Not unit tests. I already had those. But unit tests check individual pieces. They don't check whether the whole thing flows the way a user expects. I'd seen too many cases where every unit test passed but the actual feature was broken in practice. The pieces worked; the flow didn't.

So I built something different. I list out all the scenarios I care about — positive and negative — in a folder. A skill traverses those scenarios and runs user acceptance testing automatically. Not just "does the function return the right value," but "does the feature actually work the way I described it?"
Then I added that UAT step as a gating factor in the Ralph loop. The pipeline doesn't call the work done until UAT passes. If a scenario fails, it identifies the affected units and loops them back through build and code review, then re-runs UAT. It keeps going until everything passes. If it can't get there within the iteration limits, it escalates to me instead of pretending it succeeded.

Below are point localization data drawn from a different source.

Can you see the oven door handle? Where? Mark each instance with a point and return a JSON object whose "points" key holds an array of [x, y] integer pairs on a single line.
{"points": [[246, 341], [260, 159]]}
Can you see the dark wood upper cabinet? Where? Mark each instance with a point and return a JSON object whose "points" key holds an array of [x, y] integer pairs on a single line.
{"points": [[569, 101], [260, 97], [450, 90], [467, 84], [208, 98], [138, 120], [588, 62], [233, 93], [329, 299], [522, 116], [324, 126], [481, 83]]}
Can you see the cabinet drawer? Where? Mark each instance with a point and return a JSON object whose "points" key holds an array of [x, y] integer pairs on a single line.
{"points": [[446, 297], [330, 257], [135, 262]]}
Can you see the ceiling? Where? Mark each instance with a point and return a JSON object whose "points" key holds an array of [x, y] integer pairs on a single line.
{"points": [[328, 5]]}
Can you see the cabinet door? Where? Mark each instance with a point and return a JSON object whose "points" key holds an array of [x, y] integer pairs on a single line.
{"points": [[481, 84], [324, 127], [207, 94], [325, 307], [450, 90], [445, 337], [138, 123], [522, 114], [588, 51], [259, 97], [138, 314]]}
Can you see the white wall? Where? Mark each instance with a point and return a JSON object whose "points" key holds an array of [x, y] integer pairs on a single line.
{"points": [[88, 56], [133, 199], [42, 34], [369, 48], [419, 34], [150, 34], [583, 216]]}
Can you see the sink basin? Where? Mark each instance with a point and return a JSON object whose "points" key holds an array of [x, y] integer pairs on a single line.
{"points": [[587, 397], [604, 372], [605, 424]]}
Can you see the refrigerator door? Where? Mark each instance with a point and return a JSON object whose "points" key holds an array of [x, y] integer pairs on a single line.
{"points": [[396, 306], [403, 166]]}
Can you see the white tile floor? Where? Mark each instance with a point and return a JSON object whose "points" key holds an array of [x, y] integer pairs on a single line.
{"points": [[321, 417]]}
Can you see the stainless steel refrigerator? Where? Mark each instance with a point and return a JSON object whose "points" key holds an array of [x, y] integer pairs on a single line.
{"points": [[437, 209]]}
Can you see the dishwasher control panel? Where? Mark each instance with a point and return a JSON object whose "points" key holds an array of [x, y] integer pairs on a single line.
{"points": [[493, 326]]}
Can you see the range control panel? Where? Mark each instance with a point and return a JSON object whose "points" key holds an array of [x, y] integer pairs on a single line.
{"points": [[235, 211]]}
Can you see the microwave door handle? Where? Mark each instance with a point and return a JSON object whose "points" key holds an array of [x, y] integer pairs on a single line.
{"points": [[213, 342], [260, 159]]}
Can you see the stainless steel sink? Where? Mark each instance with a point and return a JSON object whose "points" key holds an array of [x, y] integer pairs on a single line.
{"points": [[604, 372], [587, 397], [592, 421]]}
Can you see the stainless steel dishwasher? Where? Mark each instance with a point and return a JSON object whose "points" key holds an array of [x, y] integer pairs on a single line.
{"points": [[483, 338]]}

So far, it's been pretty successful. The UAT gate catches things that unit tests miss — integration issues, flow problems, edge cases that only surface when you test the actual user experience. And because it's automated, I don't have to remember to test everything manually. The pipeline won't let me ship something that doesn't match what I said I wanted.
The UAT scenarios are really just a machine-readable version of "what I want." And the gate refuses to let the pipeline pretend it's done when it isn't.
What I'd tell myself a year ago
The tools matter less than you think. Backpressure, the Ralph loop, multi-AI review, all the scaffolding around the pipeline. Useful, sure. But the thing that actually made the difference was getting clear about what I wanted before I started automating.
Scope discipline beats tool sophistication every time. A well-defined goal with a simple pipeline will outperform a vague goal with the most sophisticated orchestration you can build. I learned that the hard way, three versions deep.
If you're curious about the technical side, the Dev Buddy plugin is open source. There's also a step-by-step tutorial if you want to set it up yourself. But the architecture isn't the point of this post.
The point is simpler than that. If you don't know what "done" looks like, no amount of pipeline engineering will save you. I spent three versions learning that.